Abstract:As AI advances toward general intelligence, the focus is shifting from systems optimized for static tasks to creating open-ended agents that learn continuously. In this paper, we introduce Experience-driven Lifelong Learning (ELL), a framework for building self-evolving agents capable of continuous growth through real-world interaction. The framework is built on four core principles: (1) Experience Exploration: Agents learn through continuous, self-motivated interaction with dynamic environments, navigating interdependent tasks and generating rich experiential trajectories. (2) Long-term Memory: Agents preserve and structure historical knowledge, including personal experiences, domain expertise, and commonsense reasoning, into a persistent memory system. (3) Skill Learning: Agents autonomously improve by abstracting recurring patterns from experience into reusable skills, which are actively refined and validated for application in new tasks. (4) Knowledge Internalization: Agents internalize explicit and discrete experiences into implicit and intuitive capabilities as "second nature". We also introduce StuLife, a benchmark dataset for ELL that simulates a student's holistic college journey, from enrollment to academic and personal development, across three core phases and ten detailed sub-scenarios.
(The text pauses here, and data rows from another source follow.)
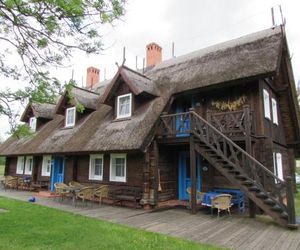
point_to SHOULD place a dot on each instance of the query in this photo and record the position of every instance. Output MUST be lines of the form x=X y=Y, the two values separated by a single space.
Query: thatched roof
x=252 y=55
x=255 y=55
x=38 y=110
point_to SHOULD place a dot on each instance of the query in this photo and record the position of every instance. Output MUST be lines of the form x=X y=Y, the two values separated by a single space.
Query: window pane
x=120 y=165
x=274 y=111
x=124 y=106
x=267 y=104
x=98 y=167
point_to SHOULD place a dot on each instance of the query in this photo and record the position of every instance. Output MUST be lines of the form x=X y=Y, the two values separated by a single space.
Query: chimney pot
x=92 y=77
x=153 y=54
StuLife is designed around three key paradigm shifts: From Passive to Proactive, From Context to Memory, and From Imitation to Learning. In this dynamic environment, agents must acquire and distill practical skills and maintain persistent memory to make decisions based on evolving state variables. StuLife provides a comprehensive platform for evaluating lifelong learning capabilities, including memory retention, skill transfer, and self-motivated behavior. Beyond evaluating SOTA LLMs on the StuLife benchmark, we also explore the role of context engineering in advancing AGI.